The purpose of the Tender Offer and the issuance of New Notes is, amongst other things, to proactively manage the Company's hybrid portfolio while intending to maintain the aggregate size of the stock of outstanding hybrid notes at the current level. The funds resulting from the issuance of the New Notes will be used to finance the partial repurchase of the Existing Notes.

Disclaimer

This announcement does not constitute an invitation to participate in the Tender Offer or the issuance of New Notes in or from any jurisdiction in or from which, or to or from any person to or from whom, it is unlawful to make such invitation under applicable securities laws. The distribution of this announcement in certain jurisdictions may be restricted by law. Persons into whose possession this announcement comes are required to inform themselves about, and to observe, any such restrictions.

Tenders of Notes for purchase pursuant to the Tender Offer will not be accepted from qualifying holders in any circumstances in which such offer or solicitation is unlawful. The Company does not make any recommendation as to whether or not qualifying holders should participate in the Tender Offer.

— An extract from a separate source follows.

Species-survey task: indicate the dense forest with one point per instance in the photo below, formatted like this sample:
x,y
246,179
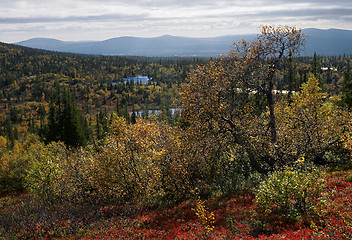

Securities may not be offered or sold in the United States absent registration under, or an exemption from the registration requirements of, the Securities Act. The New Notes have not been, and will not be, registered under the Securities Act or the securities laws of any state or other jurisdiction of the United States, and may not be offered, sold or delivered, directly or indirectly, in the United States or to, or for the account or benefit of, any U.S. Person.

United States

This Tender Offer is not being made and will not be made directly or indirectly in or into, or by use of the mails of, or by any means or instrumentality (including, without limitation, facsimile transmission, telex, telephone, email and other forms of electronic transmission) of interstate or foreign commerce of, or any facility of a national securities exchange of, the United States or to U.S. Persons as defined in Regulation S of the U.S. Securities Act of 1933, as amended (the Securities Act) (each a U.S. Person) and the Notes may not be tendered in the Tender Offer by any such use, means, instrumentality or facility from or within the United States, by persons located or resident in the United States of America (“U.S. holders” within the meaning of Rule 800(h) under the Securities Act). Accordingly, any documents or materials related to this Tender Offer are not being, and must not be, directly or indirectly, mailed or otherwise transmitted, distributed or forwarded (including, without limitation, by custodians, nominees or trustees) in or into the United States or to any such person. Any purported tender instruction in response to this Tender Offer resulting directly or indirectly from a violation of these restrictions will be invalid, and tender instructions made by a person located or resident in the United States of America or any agent, fiduciary or other intermediary acting on a non-discretionary basis for a principal giving instructions from within the United States will not be accepted.

For the purposes of the above paragraph, United States means the United States of America, its territories and possessions (including Puerto Rico, the U.S. Virgin Islands, Guam, American Samoa, Wake Island and the Northern Mariana Islands), any state of the United States of America and the District of Columbia.